To combat the region’s increasingly awful ozone problem, the state Legislature passed Senate Bill 22-180 earlier this year to help fund a month’s worth of free RTD fares to encourage people to use public transportation. The program, called Zero Fare for Better Air, kicked off on August 1 and will run through August 31. Although the initiative has its detractors, we figured it couldn’t hurt to go all in on mass transit this month—until we realized leaving the wheels at home could put a crimp in our outdoor recreational style. Fret not: These five adventures, all accessible by either bus or rail will not only save your wallet but also increase the chances the air will actually be clean enough to adventure.
The D light rail line terminates at the Littleton-Mineral station, just a five-minute walk from this 880-acre open space and education center. Pack a rod: You’ll find smallmouth bass and trout in its five small lakes and in the neighboring South Platte River itself. Man-made rapids also make this stretch of river a popular tubing spot, but be sure to check the water levels first. If you have a bike (they’re allowed on all light rail lines), Chatfield State Park is a 15-minute ride down the Mary Carter Greenway Trail and has 26 miles of paths to explore. Cool off after your ride at the reservoir’s swim beach, open through Labor Day.
The NB1 bus line runs from downtown Boulder (get there on the Flatiron Flyer, RTD’s express bus between Denver’s Union Station and the People’s Republic) to Nederland High School.

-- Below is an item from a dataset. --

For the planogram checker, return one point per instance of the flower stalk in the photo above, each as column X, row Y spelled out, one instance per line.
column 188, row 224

From there, pick up the always-free weekend shuttle to the popular Hessie trailhead, a gateway to the Indian Peaks Wilderness. If you’ve managed to snag a camping permit, you can backpack deep into the wild without ever getting in a car, a rare treat anywhere in the Rockies. If you haven’t, a day hike to Lost Lake or King Lake will still scratch your backcountry itch.
On warm summer weekends, there’s almost always a line of cars waiting to get into Cherry Creek State Park, but cyclists can ride right on in for free: The Dayton light rail station, which is serviced by the H and R lines, is a 10-minute pedal from the park entrance on West Lake View Road. There are 35 miles of multi-use trails, but we recommend making it a bi-modal adventure by signing up for a sailing course with Community Sailing of Colorado, which has outings and classes on the park’s namesake reservoir.
Not to be left out, the Colorado Department of Transportation is offering half-price fares this month on its Bustang routes, meaning it costs just $2.50 to take the weekend bus from Denver’s Union Station (get there for free on RTD’s A, B, E, G, N, and W light rail lines) to Rocky Mountain National Park’s Park and Ride Transit Hub (entrance fee required). From there, take the free Bear Lake or Moraine Park in-park shuttles to the final destination of your choice, including Moraine Park Campground, Sprague Lake, and the Bierstadt Lake, Glacier Gorge, and Cup Lake trailheads. If you don’t want to miss Estes Park, you can take the reservation-only Hiker Shuttle from RMNP to its visitor center, where the Bustang will take you back to Denver once you’ve had your fill of the mountain town. (Don’t know where to start? Our Estes Park First-Timer’s Guide has you covered.)
RTD’s W light rail line runs from Union Station to the Jefferson County Government Center (you know, the golden-domed building you see off to the left every time you take I-70 back to Denver from the mountains). From there, it’s just more than a mile and a half to Apex Park. It’s a good warm-up for cyclists looking to tackle the long, sometimes grueling climb through the park to the start of the Enchanted Forest Trail, a fast, root-filled descent that can feel more like riding in the Pacific Northwest than Colorado’s typical moondust. Beware, Enchanted Forest is only open to cyclists on even-numbered days.
Correction: An earlier version of the article featured itineraries that weren’t possible because of RTD schedules. We regret the errors.